By Roger Baettig | June 16, 2011 2:41 PM CEST
Klimalüge: Erneuter Schwindel beim IPCC
Klimalüge: Erneuter Schwindel beim IPCC
Wissenschaftliche Politikberatung soll politischen Entscheidungsträgern das Werkzeug für rationale Entscheidungen in die Hand geben. Dies gilt offiziell auch für das Intergovernmental Panel on Climate Change (IPCC). Inoffiziell fungiert dieses Gremium jedoch als Durchlauferhitzer des Umweltlobbyismus von Umweltschutz-NGOs, wie Steven McIntyres (Climate Audit) Quellenanalyse der jüngsten Szenarien zum weltweiten Ausbau der Nutzung erneuerbarer Energieträger belegt.

Seiner Recherche nach sind Greenpeace-Szenarien die Grundlage des vom IPCC jüngst veröffentlichten Materials, wobei der verantwortliche IPCC-Autor auch gleichzeitig bei der Erstellung der Szenarien für Greenpeace federführend war. Steve McIntyre kommentiert dieses PR-Desaster:
The public and policy-makers are starving for independent and authoritative analysis of precisely how much weight can be placed on renewables in the energy future. It expects more from IPCC WG3 than a karaoke version of Greenpeace scenario. (1)
Aber beim IPCC hat man es mit der Wahrheit noch nie sonderlich genau genommen. Bereits 2009 wurde enthüllt, dass die Erzeugnisse dieses IPCC ein kompletter Schwindel sind, der auf der Manipulation von Computermodellrechnungen basiert, die eine Erwärmung wegen des exzessiven Ausstoßes von CO2 simuliert haben. Dabei gab es nie irgendeine Bedrohung durch CO2. Es handelt sich dabei um ein für die Vegetation auf der Erde unabdingbar notwendiges Gas. Es repräsentiert nur einen sehr kleinen, ja winzigen Anteil der Erdatmosphäre.

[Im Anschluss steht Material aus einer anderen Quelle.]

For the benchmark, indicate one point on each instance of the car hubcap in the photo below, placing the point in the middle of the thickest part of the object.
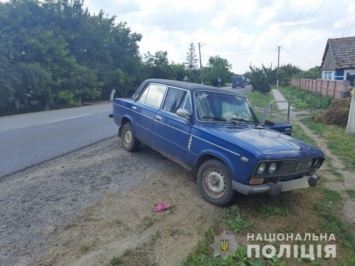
(128, 137)
(215, 182)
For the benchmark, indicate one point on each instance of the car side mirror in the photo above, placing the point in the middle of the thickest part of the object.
(183, 113)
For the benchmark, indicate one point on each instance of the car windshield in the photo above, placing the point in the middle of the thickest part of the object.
(221, 107)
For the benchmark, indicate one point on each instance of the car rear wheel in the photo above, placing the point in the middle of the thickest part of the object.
(129, 141)
(215, 183)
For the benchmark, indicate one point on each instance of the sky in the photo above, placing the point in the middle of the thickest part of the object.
(244, 32)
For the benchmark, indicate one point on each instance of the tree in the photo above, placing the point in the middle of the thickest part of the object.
(59, 43)
(191, 58)
(158, 65)
(286, 72)
(258, 79)
(217, 68)
(312, 73)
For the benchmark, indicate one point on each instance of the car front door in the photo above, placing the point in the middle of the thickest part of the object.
(144, 110)
(171, 132)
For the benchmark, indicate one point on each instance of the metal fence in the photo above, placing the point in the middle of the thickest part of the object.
(332, 88)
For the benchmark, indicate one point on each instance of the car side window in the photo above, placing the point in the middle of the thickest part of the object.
(174, 100)
(153, 95)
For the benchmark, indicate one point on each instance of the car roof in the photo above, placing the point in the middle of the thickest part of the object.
(183, 85)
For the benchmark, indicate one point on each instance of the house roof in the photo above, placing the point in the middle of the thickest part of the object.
(343, 50)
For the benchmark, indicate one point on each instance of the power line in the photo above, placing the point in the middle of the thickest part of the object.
(348, 24)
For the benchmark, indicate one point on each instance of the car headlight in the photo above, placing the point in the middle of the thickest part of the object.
(272, 168)
(315, 162)
(261, 168)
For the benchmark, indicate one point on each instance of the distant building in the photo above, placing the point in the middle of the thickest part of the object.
(338, 62)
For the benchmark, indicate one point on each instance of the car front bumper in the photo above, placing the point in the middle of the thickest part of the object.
(275, 189)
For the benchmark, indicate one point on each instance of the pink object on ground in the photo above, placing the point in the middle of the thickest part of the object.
(162, 207)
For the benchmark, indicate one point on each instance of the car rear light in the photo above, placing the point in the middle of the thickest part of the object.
(256, 181)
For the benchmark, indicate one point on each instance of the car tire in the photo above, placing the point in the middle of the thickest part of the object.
(215, 183)
(129, 141)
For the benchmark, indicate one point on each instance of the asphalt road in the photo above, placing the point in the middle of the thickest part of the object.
(29, 139)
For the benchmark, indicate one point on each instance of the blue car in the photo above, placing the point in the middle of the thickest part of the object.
(215, 134)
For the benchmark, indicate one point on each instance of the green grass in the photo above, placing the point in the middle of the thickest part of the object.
(260, 100)
(351, 193)
(337, 141)
(303, 99)
(267, 210)
(298, 133)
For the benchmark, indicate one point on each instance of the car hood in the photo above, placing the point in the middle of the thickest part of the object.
(266, 142)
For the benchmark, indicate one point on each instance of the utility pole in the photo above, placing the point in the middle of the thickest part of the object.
(199, 51)
(278, 65)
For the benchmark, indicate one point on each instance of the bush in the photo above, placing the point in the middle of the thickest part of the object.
(337, 114)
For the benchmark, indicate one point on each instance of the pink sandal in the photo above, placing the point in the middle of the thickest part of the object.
(162, 207)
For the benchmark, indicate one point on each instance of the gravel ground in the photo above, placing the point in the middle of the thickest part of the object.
(33, 201)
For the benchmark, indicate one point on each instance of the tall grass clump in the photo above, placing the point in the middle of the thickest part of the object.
(304, 99)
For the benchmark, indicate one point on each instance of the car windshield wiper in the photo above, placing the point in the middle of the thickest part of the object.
(214, 118)
(235, 120)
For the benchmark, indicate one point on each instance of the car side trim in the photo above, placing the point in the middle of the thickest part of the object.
(216, 145)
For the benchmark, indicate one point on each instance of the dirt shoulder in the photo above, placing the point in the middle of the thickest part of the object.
(96, 203)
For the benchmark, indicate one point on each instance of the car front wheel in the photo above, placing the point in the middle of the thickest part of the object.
(129, 141)
(215, 183)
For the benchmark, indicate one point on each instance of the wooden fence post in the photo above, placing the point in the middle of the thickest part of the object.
(350, 129)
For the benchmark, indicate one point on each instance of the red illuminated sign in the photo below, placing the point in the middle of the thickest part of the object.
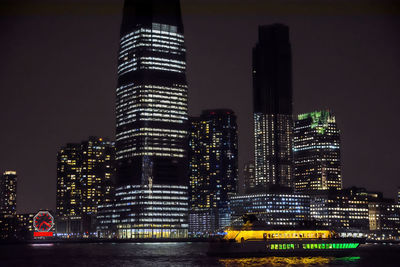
(37, 234)
(43, 222)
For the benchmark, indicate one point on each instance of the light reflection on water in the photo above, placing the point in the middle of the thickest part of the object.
(287, 261)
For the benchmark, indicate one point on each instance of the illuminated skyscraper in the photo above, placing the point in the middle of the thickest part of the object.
(151, 124)
(151, 95)
(316, 151)
(84, 176)
(8, 193)
(272, 93)
(213, 165)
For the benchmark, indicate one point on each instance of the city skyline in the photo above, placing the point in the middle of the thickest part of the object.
(53, 138)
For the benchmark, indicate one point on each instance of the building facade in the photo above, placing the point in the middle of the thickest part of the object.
(8, 193)
(384, 218)
(283, 209)
(151, 198)
(316, 151)
(342, 210)
(84, 176)
(213, 171)
(249, 183)
(272, 100)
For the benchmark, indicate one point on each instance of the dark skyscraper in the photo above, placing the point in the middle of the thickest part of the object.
(151, 125)
(272, 93)
(213, 165)
(151, 106)
(316, 151)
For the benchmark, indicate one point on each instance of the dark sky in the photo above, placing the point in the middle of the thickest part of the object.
(58, 78)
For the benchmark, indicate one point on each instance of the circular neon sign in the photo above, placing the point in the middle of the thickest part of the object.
(43, 221)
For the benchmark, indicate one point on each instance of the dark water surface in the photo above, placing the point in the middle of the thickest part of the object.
(174, 254)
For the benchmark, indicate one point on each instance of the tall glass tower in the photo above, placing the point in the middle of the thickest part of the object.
(151, 200)
(151, 106)
(272, 92)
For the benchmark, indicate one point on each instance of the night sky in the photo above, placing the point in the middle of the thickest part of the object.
(58, 75)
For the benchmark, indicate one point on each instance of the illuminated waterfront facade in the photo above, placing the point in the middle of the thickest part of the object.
(272, 94)
(316, 150)
(84, 176)
(213, 155)
(151, 125)
(384, 218)
(143, 212)
(8, 193)
(273, 208)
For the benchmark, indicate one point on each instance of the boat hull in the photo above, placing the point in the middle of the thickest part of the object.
(284, 248)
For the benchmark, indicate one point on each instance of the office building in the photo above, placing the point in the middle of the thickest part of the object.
(84, 176)
(283, 209)
(8, 193)
(249, 183)
(384, 218)
(213, 155)
(316, 150)
(343, 210)
(272, 100)
(151, 200)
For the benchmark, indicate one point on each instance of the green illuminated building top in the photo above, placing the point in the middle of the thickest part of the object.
(320, 119)
(316, 151)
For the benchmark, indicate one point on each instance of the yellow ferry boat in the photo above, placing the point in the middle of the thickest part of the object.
(263, 242)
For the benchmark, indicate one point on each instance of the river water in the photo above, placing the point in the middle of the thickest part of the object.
(174, 254)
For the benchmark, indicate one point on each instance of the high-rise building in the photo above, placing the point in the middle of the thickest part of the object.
(272, 99)
(152, 125)
(213, 164)
(249, 178)
(69, 197)
(398, 195)
(316, 150)
(84, 176)
(8, 193)
(344, 210)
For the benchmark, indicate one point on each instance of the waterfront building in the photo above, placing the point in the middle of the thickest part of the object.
(137, 210)
(384, 218)
(316, 151)
(342, 210)
(7, 226)
(84, 176)
(272, 100)
(398, 195)
(272, 208)
(249, 178)
(213, 154)
(24, 227)
(151, 200)
(8, 193)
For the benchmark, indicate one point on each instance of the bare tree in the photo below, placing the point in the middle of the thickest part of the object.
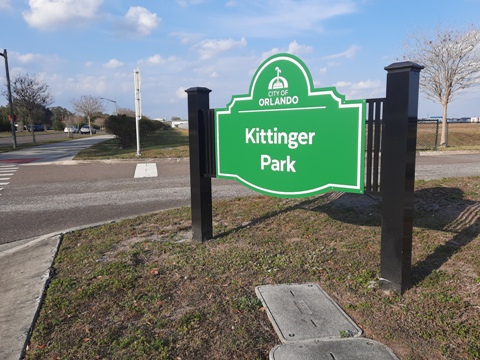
(452, 63)
(29, 93)
(88, 106)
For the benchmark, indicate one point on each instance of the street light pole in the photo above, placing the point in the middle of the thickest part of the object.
(115, 102)
(10, 103)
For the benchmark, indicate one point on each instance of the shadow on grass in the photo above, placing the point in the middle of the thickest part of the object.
(438, 208)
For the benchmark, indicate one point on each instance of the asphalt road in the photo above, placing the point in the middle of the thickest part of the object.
(50, 198)
(42, 196)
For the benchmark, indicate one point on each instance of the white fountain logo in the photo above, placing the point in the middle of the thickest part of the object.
(278, 92)
(278, 82)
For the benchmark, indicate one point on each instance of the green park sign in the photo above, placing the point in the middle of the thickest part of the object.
(286, 138)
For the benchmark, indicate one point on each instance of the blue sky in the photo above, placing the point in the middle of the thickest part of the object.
(91, 47)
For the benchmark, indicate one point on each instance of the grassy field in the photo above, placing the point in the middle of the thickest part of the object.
(141, 289)
(174, 143)
(461, 136)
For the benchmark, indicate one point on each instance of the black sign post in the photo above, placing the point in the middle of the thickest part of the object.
(200, 185)
(398, 174)
(397, 177)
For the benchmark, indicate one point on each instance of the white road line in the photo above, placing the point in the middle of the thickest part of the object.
(146, 170)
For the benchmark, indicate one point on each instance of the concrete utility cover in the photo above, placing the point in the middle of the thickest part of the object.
(301, 312)
(343, 349)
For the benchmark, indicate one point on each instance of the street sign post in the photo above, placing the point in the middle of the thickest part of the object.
(288, 139)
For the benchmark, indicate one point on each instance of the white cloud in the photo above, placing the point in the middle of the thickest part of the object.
(186, 3)
(156, 59)
(284, 18)
(113, 64)
(363, 89)
(54, 14)
(185, 37)
(294, 48)
(138, 21)
(297, 49)
(349, 53)
(209, 48)
(5, 4)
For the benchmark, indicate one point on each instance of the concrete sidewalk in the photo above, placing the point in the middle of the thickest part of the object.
(25, 270)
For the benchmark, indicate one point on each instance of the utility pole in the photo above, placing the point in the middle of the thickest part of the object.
(138, 107)
(11, 116)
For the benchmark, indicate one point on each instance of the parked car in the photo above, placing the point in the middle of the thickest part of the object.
(36, 128)
(73, 129)
(86, 130)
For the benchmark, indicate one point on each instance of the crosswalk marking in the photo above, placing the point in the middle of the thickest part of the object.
(5, 172)
(146, 170)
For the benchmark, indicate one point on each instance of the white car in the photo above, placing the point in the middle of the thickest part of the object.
(73, 129)
(86, 130)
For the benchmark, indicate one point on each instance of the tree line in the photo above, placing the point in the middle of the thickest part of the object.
(451, 60)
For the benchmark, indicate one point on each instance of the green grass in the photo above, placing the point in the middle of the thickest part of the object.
(139, 289)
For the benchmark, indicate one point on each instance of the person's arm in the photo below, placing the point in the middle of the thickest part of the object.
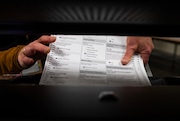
(141, 45)
(8, 60)
(15, 59)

Damals hatte Dr. Phil Jones, führender Klimaforscher und führendes Mitglied des UN-Welklimarates (IPCC) zerknirscht die Echtheit der veröffentlichten Daten, wollte aber keinen Kommentar zu den unglaublichen Abgründen an Betrügereien und Geldbeschaffungen abgeben. (2)
Die gehackten Dateien und E-Mails unter IPCC-Klimawissenschaftlern gaben unter anderem darüber Aufschluss, wie Datensätze mit Tricks und Fälschungen erzeugt werden konnten, um damit anschaulich eine globale Erwärmung der Neuzeit vorzutäuschen.
Sie zeigen auch auf, wie "Abweichler" gezielt öffentlich persönlich angegriffen und in ihrer wissenschaftlichen Reputation herabgewürdigt wurden. Dazu gehörte auch die Rückweisung ihrer abweichenden wissenschaftlichen Arbeiten im sogenannten "Peer-Review"-Verfahren, die offenbar schon vorher abgesprochen und vereinbart wurde.